Chi era, infine, l’Ignatius Moliginus che firma l’opera? Abbiamo qualche notizia su di lui. Era un calligrafo di origini svedesi che in altre occasioni s’era firmato col suo nome, Ignazio Francesco Muligin: ci rimangono alcune sue opere, tra cui un disegno (un ritratto di Maria Anna Cristina di Baviera in trionfo), realizzato probabilmente dal pittore francese Pierre Mignard, che riporta un altro calligramma di Muligin (Il trionfo d’applausi e di glorie figurato di purissime lettere di sua altezza reale Maria Anna Christina Vittoria di Baviera delfina di Francia, nel quale si contengono li seguenti versi, da leggersi nella figura con il microscopion).
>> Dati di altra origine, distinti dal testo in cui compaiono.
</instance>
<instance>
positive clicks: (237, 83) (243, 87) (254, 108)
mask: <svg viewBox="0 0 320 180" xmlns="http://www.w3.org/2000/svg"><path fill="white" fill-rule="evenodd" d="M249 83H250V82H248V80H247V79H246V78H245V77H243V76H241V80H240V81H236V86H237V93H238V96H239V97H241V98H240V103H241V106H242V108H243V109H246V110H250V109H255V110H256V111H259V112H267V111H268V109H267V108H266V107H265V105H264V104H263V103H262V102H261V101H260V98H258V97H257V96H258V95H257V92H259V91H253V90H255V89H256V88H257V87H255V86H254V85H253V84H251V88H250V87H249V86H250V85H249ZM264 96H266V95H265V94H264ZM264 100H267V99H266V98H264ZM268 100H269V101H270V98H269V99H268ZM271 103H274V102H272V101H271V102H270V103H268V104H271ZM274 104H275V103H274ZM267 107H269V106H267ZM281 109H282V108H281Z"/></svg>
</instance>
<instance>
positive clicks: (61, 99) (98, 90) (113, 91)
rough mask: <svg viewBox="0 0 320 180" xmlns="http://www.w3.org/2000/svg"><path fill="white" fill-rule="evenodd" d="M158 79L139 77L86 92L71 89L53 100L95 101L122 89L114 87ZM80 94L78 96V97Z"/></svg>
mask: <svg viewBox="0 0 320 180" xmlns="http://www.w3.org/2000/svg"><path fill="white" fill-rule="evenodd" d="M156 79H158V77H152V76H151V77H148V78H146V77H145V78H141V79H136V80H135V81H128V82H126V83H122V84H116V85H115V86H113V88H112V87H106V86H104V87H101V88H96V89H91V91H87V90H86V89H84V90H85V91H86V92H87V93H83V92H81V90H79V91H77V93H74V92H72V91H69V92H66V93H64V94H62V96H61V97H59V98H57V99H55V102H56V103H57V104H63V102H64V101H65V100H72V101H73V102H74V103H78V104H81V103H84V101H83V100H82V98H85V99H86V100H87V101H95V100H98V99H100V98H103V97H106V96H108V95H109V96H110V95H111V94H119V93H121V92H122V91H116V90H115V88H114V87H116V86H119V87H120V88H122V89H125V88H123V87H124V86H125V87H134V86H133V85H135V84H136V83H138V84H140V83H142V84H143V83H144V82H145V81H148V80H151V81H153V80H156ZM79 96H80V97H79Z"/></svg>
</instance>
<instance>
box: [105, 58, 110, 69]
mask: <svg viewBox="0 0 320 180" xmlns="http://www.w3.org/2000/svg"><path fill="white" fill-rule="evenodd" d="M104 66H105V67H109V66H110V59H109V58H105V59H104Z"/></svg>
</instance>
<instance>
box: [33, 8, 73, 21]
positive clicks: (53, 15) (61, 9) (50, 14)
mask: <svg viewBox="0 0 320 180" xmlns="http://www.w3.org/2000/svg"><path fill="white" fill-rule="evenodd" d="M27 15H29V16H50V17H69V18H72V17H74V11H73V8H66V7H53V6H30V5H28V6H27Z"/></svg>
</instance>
Quest’opera è stata acquisita nella primavera del 2023 dalla Huntington Library di San Marino (California): “I reali di tutta Europa erano abituati a poeti che celebravano la loro grandezza con versi iperbolici e ad artisti che li rappresentavano abilmente come divini”, spiegava il museo al momento dell’acquisizione, “ma questo capolavoro è unico perché era esplicitamente pensato per essere letto con un nuovo strumento scientifico: il microscopio”. Si tratta, ha spiegato Joel Klein, curatore della Huntington Library, di un’opera che si pone “a testimonianza dell’interdipendenza essenziale tra arte e scienza”, e di un disegno che “è anche un risultato tecnologico e un oggetto di meraviglia, dimostrando il potenziale del microscopio nel rivelare dettagli nascosti e nuove prospettive”.
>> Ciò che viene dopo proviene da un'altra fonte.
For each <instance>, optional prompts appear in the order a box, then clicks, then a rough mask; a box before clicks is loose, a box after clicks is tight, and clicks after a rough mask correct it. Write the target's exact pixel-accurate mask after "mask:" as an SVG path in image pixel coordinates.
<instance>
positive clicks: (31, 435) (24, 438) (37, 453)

Muligin, tra il 1683 e il 1689, fu al servizio del cardinale Angelo Maria Ranuzzi, legato apostolico alla corte del re di Francia, ed era amico del poeta francese Gilles Ménage (Angers, 1613 – Parigi, 1692): a lui è dedicato il poema in onore della delfina Maria Anna Cristina di Baviera, che si compone di circa 6.800 versi. Muligin è autore anche di un poema che glorifica il re Luigi XIV, che venne offerto al re nel 1686, e di un testo liturgico che accompagna una Vergine immacolata del 1702, con dedica a Ferdinando de’ Medici, recentemente passata in asta da Drouot.
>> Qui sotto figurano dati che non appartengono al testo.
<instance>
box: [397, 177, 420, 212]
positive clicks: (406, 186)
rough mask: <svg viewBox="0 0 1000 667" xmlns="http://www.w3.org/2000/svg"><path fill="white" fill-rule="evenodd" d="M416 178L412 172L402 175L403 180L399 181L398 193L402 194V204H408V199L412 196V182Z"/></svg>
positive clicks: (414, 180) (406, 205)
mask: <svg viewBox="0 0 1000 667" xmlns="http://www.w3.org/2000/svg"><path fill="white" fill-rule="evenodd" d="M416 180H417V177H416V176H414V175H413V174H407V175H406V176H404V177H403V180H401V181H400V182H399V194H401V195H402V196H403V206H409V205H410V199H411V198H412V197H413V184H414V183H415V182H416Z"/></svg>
Se dunque abbiamo la certezza che, nella Madonna col Bambino, i testi siano stati scritti da Muligin, che dunque era uno specialista dei calligrammi (anche se rimane oscuro: lo conosciamo giusto perché si firma nella dedica a Ménage, altrimenti forse non ci sarebbe neppure giunto il suo nome), per i disegni non ci sono ancora nomi certi: lecito però immaginare che Muligin si avvalesse di artisti esperti per creare i suoi fogli bizzarri. Naturalmente rimane ancora molto da studiare sugli strumenti e sulle tecniche che Muligin e i suoi collaboratori adoperavano per mettere sui loro fogli manoscritti così sorprendentemente dettagliati. Quello delle micrografie seicentesche è un campo di studi ancora da esplorare.